Unfortunately, Lily endures another abusive encounter with her ex-husband, Ryle, as the built-up pressure of telling him about her rekindled relationship with Atlas explodes as Ryle sees evidence of them being together when coming to collect his daughter. Ryle ends up pushing Lily against a wall, wrapping his hands around her neck and leaving her speechless and petrified. This is the final straw for Lily, so she speaks to her mother, Ryle’s sister (Alyssa) and her husband Marshall and organise to meet with Ryle. The three inform Ryle that he needs to attend anger management classes if he wants to be a part of Emersons life. However, Lily’s final request shocks everyone. She poses the threat that if Ryle ever lays a hand on her again, she’ll drop everything to fight him in court. No matter what she must spend, no matter how long the case may take, she insists she will not give her daughter the same life her mother gave her.   
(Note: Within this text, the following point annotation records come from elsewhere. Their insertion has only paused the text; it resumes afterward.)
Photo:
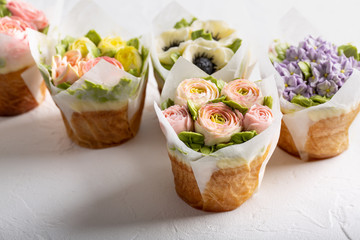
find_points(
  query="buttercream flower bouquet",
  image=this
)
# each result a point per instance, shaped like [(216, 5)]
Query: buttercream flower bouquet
[(220, 135), (98, 81), (319, 84), (21, 85), (211, 45)]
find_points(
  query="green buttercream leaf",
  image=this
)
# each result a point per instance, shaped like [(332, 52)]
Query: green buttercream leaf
[(45, 30), (110, 53), (191, 137), (166, 104), (134, 72), (2, 62), (175, 56), (305, 69), (195, 146), (64, 85), (100, 93), (67, 41), (192, 109), (218, 82), (167, 66), (94, 37), (144, 54), (235, 45), (280, 49), (201, 34), (268, 101), (134, 42), (319, 99), (207, 150), (242, 137), (302, 101), (237, 106), (349, 51)]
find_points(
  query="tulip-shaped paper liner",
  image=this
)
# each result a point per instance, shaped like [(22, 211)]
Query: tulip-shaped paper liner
[(320, 131), (224, 179), (240, 64), (94, 119), (21, 85)]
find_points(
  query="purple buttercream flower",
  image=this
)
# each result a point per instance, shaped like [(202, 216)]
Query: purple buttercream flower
[(329, 71), (327, 88)]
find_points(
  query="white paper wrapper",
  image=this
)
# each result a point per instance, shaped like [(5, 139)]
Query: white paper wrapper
[(43, 48), (292, 29), (17, 54), (241, 64), (204, 166)]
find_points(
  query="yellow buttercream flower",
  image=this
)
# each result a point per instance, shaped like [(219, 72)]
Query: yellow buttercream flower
[(129, 58), (84, 45), (110, 45)]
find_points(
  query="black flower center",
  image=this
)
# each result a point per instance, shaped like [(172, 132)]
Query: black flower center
[(174, 43), (205, 63)]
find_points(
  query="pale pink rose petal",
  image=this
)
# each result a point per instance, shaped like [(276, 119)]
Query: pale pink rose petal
[(63, 71), (86, 66), (28, 13), (179, 118), (243, 92), (73, 57), (198, 90), (214, 132), (258, 118)]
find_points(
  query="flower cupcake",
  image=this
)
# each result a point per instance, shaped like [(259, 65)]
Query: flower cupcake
[(210, 45), (21, 85), (319, 84), (97, 82), (220, 136)]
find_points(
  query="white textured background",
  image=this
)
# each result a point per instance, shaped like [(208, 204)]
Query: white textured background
[(53, 189)]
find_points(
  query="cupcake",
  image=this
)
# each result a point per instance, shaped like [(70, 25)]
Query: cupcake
[(21, 85), (318, 84), (98, 83), (211, 45), (220, 136)]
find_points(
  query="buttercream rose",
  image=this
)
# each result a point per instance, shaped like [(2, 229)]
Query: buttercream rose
[(258, 118), (179, 118), (14, 26), (243, 92), (62, 71), (218, 122), (198, 90), (86, 66), (28, 13)]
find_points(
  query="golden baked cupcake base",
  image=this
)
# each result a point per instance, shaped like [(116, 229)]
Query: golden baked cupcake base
[(15, 97), (226, 190), (326, 138)]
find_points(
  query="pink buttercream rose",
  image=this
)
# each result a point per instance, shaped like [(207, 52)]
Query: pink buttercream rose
[(179, 118), (243, 92), (85, 66), (258, 118), (218, 122), (198, 90), (63, 71), (15, 27), (28, 13)]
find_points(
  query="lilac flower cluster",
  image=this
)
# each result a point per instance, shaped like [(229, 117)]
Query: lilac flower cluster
[(329, 71)]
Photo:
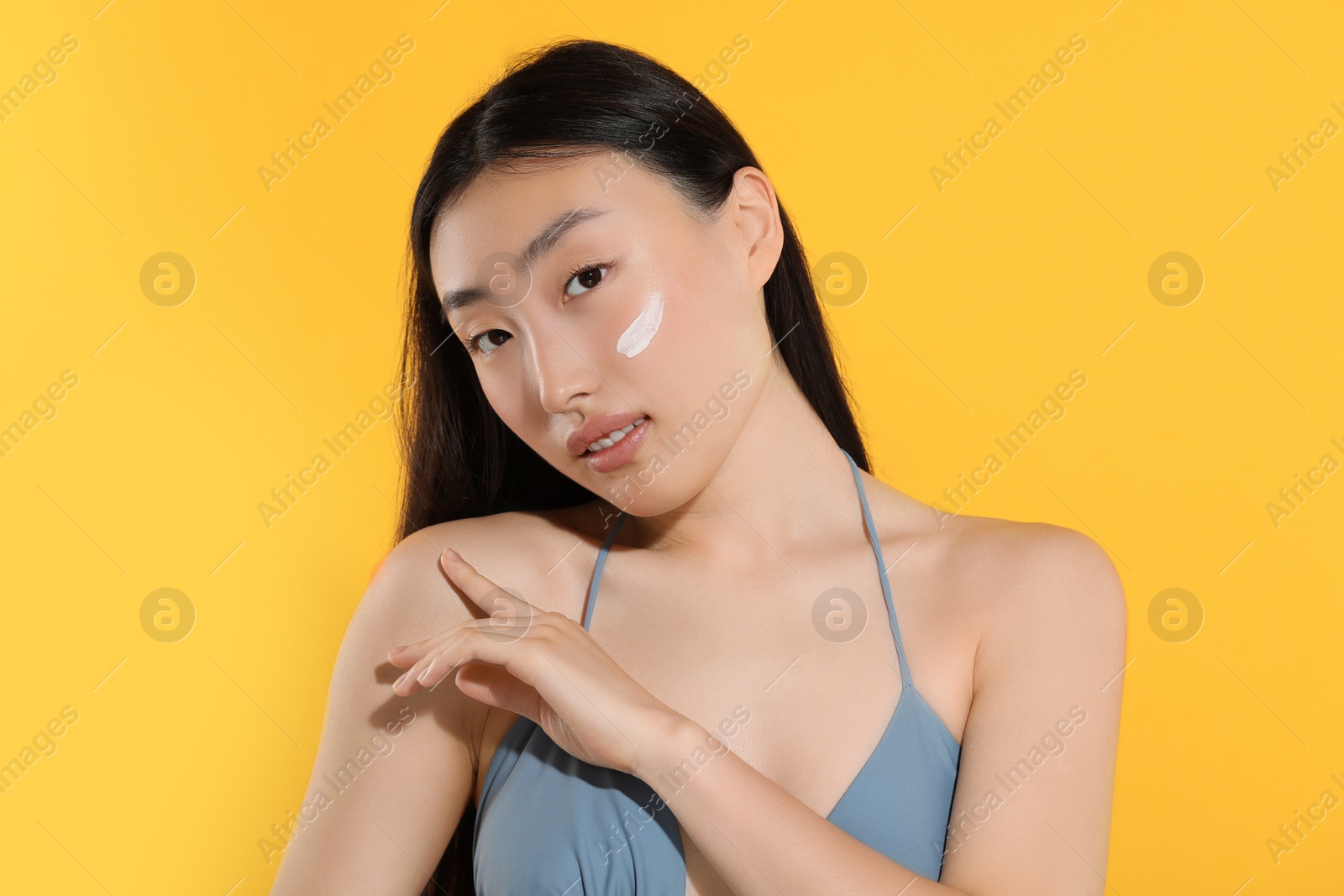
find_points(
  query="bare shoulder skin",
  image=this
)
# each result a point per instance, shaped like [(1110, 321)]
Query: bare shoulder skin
[(410, 762)]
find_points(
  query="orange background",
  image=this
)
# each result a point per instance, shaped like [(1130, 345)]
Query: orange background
[(979, 298)]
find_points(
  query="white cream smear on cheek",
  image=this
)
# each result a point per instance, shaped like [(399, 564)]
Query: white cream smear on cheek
[(642, 329)]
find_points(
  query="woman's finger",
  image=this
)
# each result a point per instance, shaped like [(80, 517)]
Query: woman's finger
[(481, 644), (484, 594)]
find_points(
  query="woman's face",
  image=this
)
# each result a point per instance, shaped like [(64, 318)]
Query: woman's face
[(598, 300)]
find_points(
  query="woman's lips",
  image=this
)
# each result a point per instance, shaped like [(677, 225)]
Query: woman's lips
[(618, 454)]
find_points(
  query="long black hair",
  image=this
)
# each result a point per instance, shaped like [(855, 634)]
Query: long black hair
[(558, 102)]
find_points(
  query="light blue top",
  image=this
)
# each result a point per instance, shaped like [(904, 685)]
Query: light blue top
[(553, 824)]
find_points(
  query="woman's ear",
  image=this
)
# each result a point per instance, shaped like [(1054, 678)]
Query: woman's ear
[(756, 214)]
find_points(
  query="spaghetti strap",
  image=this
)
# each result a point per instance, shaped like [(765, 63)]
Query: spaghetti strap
[(882, 571), (597, 570), (873, 539)]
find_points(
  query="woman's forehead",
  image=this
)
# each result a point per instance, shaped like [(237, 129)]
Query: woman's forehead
[(503, 211)]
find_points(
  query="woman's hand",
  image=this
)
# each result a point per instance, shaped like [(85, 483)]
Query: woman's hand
[(542, 665)]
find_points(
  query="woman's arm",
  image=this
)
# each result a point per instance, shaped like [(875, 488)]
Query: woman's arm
[(393, 774), (1048, 663)]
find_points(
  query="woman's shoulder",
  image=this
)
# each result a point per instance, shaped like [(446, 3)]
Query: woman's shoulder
[(991, 569), (537, 553)]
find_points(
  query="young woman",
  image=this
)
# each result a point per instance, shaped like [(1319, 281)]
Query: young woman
[(662, 631)]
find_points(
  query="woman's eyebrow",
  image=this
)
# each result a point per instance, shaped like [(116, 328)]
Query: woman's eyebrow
[(537, 249)]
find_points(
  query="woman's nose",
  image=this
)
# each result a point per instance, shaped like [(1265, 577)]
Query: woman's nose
[(562, 369)]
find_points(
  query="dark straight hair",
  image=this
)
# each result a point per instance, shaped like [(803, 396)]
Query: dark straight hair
[(553, 105)]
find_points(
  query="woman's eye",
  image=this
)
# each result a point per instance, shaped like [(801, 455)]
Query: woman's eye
[(588, 278), (481, 342)]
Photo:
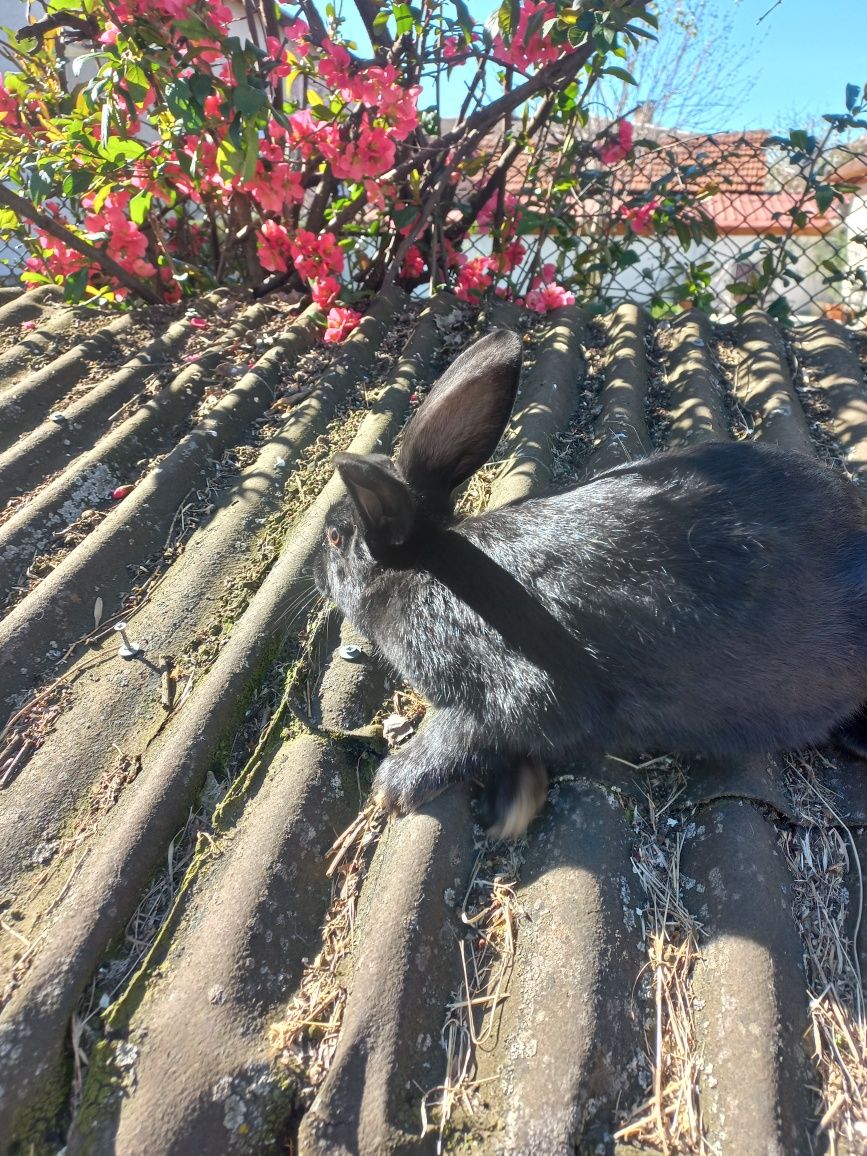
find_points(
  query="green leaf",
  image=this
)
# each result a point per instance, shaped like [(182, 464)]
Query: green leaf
[(123, 148), (247, 99), (76, 182), (402, 19), (74, 286), (251, 150), (621, 74), (140, 207)]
A bittersweet ending unravels when we read Atlas’s wedding vows for Lily. After many years of waiting for each other, they finally get their happy ever after. I believe that It Starts With Us was a completely required sequel as it finally gave Lily and Atlas a chance to heal from their past. They got their opportunity to be together whilst also being healthy on their own. Atlas has Josh, Lily has Emerson, and they get to experience life together after being separated for many years. All the negative aspects of Lily and Atlas’s separate life are in the past and they finally get the future they both entirely deserve. The impact It Ends With Us and It Starts With Us had on readers was refreshing. Awareness for people in domestic abusive relationships was raised, and as readers, we got to understand the struggle people in abusive relationships suffer from and how hard it is to escape and rebound from such issues. Colleen Hoover has an enchanted way with words, and in these two books, she shows it. Two stories are beautifully written about Lily Bloom’s experience with abuse and how she healed, where Lily additionally ends up with someone who treats her well and shows her the correct way to be loved.